Fish Culture in Paddy Field
-K. Amina Bibi
Karaikal is a small coastal enclave which was formerly part of French India. Together with the other former French territories of Pondicherry, Yanam, and Mahé, it forms the Union Territory of Puducherry. Karaikal is bounded on the North and South by Nagapattinam
district of Tamil Nadu state, on the west by Tiruvarur district (also belonging to Tamil Nadu), and on the East by the Bay of Bengal. The enclave is located 140 km south of the city of Pondicherry, 158 km east of Trichy and is known for its rich cultural heritage.
Forming part of the fertile Cauveri delta, the region is completely covered by the distributaries of Cauveri. Covered completely by a thick mantle of alluvium of variable thickness, the lie of the region is flat having a gentle slope towards the Bay of Bengal
in the east. (Source: Wikipedia)
Mr. Chandra Kumar, aged 38 is an engineer, resigned his highly paid job to do Organic Agriculture in Andoor Village of Karaikal District, Puducherry Union Territory. He wanted to take up SOMETHING DIFFERENT in Organic Farming.
A social media video on Fish Culture in Paddy field of Philippines made him sleepless and made him search more on this. After exploration on this he decided to venture his own model. He dug trench of two feet around his field and filled with canal water. He
introduced fish fingerlings from the canal; it was a mixture of traditional breed. Also he preferred to plant tradition paddy variety, Mappillai Samba, a red rice variety which can withstand standing water and do not demand chemical fertilizers. It responds
well to organic inputs and gives good yield.

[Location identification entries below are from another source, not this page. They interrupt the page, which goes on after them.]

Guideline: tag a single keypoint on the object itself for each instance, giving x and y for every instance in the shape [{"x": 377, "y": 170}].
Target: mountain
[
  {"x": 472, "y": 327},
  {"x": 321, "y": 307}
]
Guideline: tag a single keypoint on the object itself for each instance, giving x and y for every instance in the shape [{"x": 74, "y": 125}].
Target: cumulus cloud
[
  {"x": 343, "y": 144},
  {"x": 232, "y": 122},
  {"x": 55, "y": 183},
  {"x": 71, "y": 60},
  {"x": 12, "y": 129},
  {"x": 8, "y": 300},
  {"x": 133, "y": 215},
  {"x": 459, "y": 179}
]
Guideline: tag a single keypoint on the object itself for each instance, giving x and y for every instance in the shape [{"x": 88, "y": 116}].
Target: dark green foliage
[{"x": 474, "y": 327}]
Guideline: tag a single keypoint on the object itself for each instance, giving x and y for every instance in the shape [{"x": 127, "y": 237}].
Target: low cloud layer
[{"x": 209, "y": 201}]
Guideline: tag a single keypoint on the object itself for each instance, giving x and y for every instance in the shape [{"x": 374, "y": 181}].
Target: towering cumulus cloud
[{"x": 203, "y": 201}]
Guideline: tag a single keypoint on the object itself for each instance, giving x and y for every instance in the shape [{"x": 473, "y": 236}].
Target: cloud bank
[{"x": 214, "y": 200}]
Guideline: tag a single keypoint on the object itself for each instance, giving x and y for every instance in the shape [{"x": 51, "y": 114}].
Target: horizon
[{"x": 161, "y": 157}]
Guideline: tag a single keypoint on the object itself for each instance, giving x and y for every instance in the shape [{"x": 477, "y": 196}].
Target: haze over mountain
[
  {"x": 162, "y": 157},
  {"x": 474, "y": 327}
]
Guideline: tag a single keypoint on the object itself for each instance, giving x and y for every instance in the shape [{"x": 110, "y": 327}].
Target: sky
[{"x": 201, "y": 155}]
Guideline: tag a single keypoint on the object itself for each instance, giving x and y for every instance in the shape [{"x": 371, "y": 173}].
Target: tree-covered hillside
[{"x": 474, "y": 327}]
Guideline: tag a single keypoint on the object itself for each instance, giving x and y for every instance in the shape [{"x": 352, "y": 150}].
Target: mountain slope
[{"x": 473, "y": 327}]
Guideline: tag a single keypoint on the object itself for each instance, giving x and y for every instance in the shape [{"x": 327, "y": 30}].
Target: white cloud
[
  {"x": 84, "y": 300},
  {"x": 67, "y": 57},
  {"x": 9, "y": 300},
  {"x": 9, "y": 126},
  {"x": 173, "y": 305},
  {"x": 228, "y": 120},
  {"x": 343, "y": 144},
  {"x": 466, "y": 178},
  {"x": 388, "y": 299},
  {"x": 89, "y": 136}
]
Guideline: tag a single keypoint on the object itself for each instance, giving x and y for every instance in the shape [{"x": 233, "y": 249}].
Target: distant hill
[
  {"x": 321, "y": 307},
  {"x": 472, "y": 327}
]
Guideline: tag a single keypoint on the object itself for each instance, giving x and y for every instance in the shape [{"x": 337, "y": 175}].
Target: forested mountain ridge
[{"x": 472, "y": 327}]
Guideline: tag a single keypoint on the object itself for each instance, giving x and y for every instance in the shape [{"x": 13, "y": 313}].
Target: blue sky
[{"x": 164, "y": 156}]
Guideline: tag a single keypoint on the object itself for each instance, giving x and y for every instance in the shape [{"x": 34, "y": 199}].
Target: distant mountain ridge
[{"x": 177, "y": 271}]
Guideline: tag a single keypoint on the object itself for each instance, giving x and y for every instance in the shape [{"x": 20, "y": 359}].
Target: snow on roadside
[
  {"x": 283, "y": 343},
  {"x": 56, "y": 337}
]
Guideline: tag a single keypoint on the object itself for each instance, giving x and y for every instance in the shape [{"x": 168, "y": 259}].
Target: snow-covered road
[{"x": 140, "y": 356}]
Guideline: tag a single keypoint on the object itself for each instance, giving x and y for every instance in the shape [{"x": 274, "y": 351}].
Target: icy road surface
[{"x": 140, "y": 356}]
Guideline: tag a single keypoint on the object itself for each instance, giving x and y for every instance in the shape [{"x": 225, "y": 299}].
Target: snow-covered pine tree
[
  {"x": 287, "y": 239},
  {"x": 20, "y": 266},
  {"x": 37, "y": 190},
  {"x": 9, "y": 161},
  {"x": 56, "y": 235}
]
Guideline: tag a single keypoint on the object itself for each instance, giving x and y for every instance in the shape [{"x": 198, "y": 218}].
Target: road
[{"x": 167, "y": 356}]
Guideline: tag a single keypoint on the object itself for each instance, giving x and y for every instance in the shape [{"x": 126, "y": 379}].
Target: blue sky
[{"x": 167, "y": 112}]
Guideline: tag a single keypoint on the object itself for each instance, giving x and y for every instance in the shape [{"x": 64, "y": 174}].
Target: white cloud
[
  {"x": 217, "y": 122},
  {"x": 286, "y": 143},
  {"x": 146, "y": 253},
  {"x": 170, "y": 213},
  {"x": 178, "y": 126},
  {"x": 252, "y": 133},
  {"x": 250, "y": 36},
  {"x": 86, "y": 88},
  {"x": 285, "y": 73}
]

“Coastal saline soil extends from the main sea coast to a few or even 50 km at places interior to the main land. The ground water table under these soils is generally present at a shallow depth and contains high amount of soluble salts. These salts accumulate
on the surface of the soil due to capillary rise of saline groundwater during dry periods of the year rendering the soil highly saline. Almost the entire area of the rain fed coastal saline soil is mono cropped in nature. The major agricultural crop of kharif
is rice, grown during monsoon period when soil salinity is low. During the rest of the year, the land usually remains fallow due to high salt content of the soil.” This is how Tamil Nadu Agricultural University (TNAU), Coimbatore details about the coastal
ecosystem.
Chandra Kumar’s trenches have helped to leach out salts from the field and get accumulate in the trenches and the salt level is not harmful to fishes. Advantageously, the fish fed on the organic inputs like farm yard manures, vermicompost, green leaf manures
have turned the water into nutrient rich solution for the paddy to grow up on par with chemicals fed agriculture. The fishes grow into half to one kg in 150 days (duration of Mappillai Samba). He harvests the fish a week before paddy harvest and it is a bonus
of double income.
Fish culture along with Paddy gives an emotional satisfaction of producing food (paddy and fish) organically. Due to this reason both paddy and fish fetch better price than others in that area. Being fully Organic, the cost of inputs are drastically reduced
for the entire cropping season, except the trench making done at the time of land preparation. Economical utilization of land is done with which he gets dual income in an agricultural season. At the cost of sincere and personal attention every day as it is
an innovation and have no other bench marks to look upon.